Over the years, many deities were installed for the spiritual benefit of the family. They were Ganapathi, Raktha Chamundi, Paramparu, Yakshi, Marutha, Rakshas and Gandharvan. A kavu was later established around Parappuramma where Nagaraja, Nagayakshi and Nagakanyaka were installed. Yogeeswarans were placed as shrines for the departed Karnavars unlike other temples were Yogeeswarans are shrines for yogis. There is a total of six Yogeeswarans, three in the temple and three in the kavu. The ceremonies in the kavu are conducted by Pambummekkattu Mana of Thrissur. Villikulam is a family associated with Ammachiveedu. They help with ceremonies during the festival.

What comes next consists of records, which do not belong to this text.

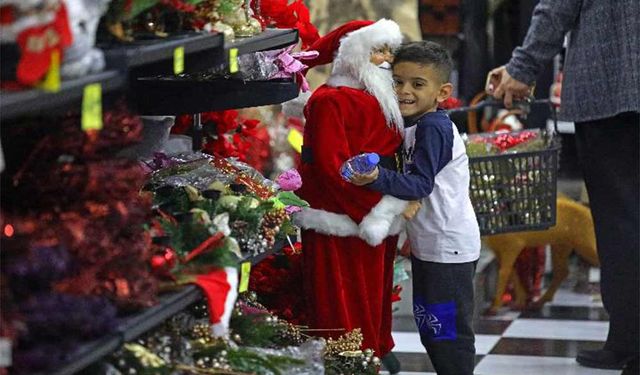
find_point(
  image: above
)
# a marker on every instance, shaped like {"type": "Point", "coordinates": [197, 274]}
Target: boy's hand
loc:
{"type": "Point", "coordinates": [364, 179]}
{"type": "Point", "coordinates": [405, 250]}
{"type": "Point", "coordinates": [412, 209]}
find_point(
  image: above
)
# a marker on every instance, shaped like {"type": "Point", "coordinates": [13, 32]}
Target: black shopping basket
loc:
{"type": "Point", "coordinates": [514, 192]}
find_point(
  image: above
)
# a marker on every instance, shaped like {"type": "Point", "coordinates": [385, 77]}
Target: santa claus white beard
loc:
{"type": "Point", "coordinates": [378, 81]}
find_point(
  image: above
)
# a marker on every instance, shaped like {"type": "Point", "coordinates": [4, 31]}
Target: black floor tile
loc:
{"type": "Point", "coordinates": [543, 347]}
{"type": "Point", "coordinates": [491, 327]}
{"type": "Point", "coordinates": [568, 312]}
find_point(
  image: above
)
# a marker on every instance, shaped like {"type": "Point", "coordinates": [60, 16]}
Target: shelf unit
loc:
{"type": "Point", "coordinates": [133, 326]}
{"type": "Point", "coordinates": [37, 102]}
{"type": "Point", "coordinates": [125, 64]}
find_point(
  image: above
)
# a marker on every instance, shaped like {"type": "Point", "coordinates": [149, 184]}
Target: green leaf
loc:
{"type": "Point", "coordinates": [290, 199]}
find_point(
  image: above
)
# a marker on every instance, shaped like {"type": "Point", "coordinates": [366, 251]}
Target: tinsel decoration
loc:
{"type": "Point", "coordinates": [91, 205]}
{"type": "Point", "coordinates": [344, 356]}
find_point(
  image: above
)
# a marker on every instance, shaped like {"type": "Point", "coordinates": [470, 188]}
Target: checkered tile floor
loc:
{"type": "Point", "coordinates": [528, 343]}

The temple has a small Garbagriha, measuring only 4 feet by 4 feet. The shrine of the Goddess has a silver clad Peedam, upon which two gold covered Shankha are placed.

== Festival ==

The festival of the temple starts only after Makaravilakku. The festival starts off with the Karnavar hoisting the flag and ends by him conducting the sword procession and kuruthi ceremony. The priests of the temple are from Ambalappuzha.

==History==

The male members of the family have the surname of 'Unnithan' and the females 'Itty'. It is believed that the family inherited the title of Unnithan from an early member, upon whom the Desinganadu King bestowed it for the services he rendered as his 'Padathalavan' (Commander). The family used to operate a Kalari, which maintained soldiers for 'Naduvazhis' (local rulers).

Up until 1951, a fowl was sacrificed during the kuruthi ceremony.

The present day temple's construction was completed in 1968. In the following decade, after a slew of court cases the monopoly the Karnavar had over the temple came to an end. The administration of the temple was then handed over to the Manager (religious aspects) and the Deputy Manager (financial aspects). Adv. G. Mohanan Unnithan (1940-2023) served as the first Deputy Manager from 1978 till 2023.